Turkey is turning against the United States and Israel, and cozying up to Syria and Iran.

“There is no doubt he is our friend,” Turkey’s prime minister, Recep Tayyip Erdogan, says of Iranian President Mahmoud Ahmadinejad, even as Erdogan accuses Israeli Foreign Minister Avigdor Lieberman of threatening to use nuclear weapons against Gaza. These outrageous assertions point to the profound change of orientation by Turkey’s government—for six decades the West’s closest Muslim ally—since Erdogan’s AK Party came to power in 2002.

Three events reveal the extent of that change. The first came last October with the news that the Turkish military—a longtime bastion of secularism and advocate of cooperation with Israel—had abruptly asked Israeli forces not to participate in the annual Anatolian Eagle air force exercise.

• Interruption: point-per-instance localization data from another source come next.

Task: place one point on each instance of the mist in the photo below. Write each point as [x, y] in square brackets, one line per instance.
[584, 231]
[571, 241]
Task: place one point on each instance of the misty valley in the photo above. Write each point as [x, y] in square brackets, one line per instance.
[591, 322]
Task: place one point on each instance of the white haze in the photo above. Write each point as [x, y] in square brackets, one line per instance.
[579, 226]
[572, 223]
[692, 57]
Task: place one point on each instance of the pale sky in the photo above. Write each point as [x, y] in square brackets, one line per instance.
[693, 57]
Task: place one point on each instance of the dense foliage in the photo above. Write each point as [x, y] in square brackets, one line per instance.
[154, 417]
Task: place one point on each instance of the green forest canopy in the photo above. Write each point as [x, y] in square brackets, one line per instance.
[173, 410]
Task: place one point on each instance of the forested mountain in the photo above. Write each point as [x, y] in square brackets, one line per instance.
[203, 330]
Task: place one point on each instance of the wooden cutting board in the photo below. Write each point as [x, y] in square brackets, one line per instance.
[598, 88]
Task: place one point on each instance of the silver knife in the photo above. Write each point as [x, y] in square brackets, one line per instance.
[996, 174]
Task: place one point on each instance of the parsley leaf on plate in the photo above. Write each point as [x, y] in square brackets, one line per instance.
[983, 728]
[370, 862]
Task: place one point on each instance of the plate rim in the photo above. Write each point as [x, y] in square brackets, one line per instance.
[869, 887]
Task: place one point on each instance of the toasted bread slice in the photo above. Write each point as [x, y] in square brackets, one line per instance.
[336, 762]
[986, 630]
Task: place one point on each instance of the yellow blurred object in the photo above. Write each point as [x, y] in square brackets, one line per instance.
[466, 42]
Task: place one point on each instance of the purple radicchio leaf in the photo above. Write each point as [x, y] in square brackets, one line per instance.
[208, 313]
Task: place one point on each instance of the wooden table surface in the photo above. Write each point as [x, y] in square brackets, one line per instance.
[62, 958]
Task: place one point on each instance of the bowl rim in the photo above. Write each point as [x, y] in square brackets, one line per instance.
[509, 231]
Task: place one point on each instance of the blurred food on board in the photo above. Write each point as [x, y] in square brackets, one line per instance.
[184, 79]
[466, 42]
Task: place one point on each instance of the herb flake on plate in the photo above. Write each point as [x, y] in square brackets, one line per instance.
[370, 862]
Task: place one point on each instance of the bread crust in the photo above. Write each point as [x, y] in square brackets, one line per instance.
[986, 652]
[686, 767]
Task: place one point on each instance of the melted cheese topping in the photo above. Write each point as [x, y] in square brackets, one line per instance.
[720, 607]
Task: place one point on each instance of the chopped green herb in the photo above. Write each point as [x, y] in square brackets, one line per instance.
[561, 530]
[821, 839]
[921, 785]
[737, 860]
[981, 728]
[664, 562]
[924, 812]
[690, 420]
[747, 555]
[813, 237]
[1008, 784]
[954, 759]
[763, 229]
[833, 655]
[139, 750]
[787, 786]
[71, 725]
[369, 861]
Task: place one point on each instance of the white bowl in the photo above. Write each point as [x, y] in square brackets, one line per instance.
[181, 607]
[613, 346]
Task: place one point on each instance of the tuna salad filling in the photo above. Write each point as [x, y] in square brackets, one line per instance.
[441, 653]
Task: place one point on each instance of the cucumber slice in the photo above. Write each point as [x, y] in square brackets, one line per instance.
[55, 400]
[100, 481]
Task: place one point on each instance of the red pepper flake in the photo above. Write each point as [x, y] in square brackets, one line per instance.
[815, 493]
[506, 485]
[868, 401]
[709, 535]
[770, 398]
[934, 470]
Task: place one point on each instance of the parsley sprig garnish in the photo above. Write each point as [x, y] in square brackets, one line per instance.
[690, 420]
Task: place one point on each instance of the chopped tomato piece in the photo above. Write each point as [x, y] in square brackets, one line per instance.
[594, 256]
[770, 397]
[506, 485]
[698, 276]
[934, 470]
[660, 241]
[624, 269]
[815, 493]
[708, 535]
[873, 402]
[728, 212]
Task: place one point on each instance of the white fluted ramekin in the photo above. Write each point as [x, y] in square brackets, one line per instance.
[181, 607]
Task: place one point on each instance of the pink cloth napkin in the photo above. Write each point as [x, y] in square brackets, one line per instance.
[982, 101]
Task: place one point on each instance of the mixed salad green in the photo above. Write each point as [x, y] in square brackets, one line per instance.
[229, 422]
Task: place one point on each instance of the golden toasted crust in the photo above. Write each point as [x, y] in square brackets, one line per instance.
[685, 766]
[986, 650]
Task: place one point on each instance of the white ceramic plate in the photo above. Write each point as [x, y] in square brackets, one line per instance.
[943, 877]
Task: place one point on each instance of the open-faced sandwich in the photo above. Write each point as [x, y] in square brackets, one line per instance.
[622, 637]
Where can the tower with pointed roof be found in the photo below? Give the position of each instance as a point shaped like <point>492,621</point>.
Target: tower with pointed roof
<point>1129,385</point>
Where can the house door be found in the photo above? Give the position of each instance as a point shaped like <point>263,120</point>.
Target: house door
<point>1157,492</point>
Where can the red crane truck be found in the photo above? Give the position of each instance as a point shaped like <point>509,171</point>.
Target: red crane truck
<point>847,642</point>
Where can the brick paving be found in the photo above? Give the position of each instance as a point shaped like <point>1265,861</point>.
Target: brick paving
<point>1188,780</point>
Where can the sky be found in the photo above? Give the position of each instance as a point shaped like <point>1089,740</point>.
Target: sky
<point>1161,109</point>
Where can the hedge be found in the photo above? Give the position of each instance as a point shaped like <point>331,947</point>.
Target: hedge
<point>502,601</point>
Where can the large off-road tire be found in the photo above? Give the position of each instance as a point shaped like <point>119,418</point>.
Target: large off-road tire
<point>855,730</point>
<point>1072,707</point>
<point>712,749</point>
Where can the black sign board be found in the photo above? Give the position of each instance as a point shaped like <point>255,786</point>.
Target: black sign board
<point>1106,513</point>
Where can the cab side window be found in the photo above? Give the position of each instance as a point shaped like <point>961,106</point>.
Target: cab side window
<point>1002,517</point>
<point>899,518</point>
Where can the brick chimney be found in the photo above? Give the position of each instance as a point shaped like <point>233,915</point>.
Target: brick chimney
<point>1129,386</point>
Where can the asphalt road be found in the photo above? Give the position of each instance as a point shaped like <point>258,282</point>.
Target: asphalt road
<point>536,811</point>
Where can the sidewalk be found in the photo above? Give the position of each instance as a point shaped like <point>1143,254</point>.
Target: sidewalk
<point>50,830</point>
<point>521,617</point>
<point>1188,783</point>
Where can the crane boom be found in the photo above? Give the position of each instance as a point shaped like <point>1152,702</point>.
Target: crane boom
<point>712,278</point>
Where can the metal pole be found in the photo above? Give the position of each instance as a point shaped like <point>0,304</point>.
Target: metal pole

Erdogan cited “diplomatic sensitivities” for the cancellation, and Foreign Minister Ahmet Davutoglu spoke of “sensitivity on Gaza, east Jerusalem, and Al-Aksa Mosque.” The Turks specifically rejected Israeli planes that might have attacked Hamas in the Gaza Strip operation of 2008–9. Syria applauded the disinvitation, which prompted the U.S. and Italian governments to withdraw their forces from Anatolian Eagle, which in turn meant canceling the international exercise.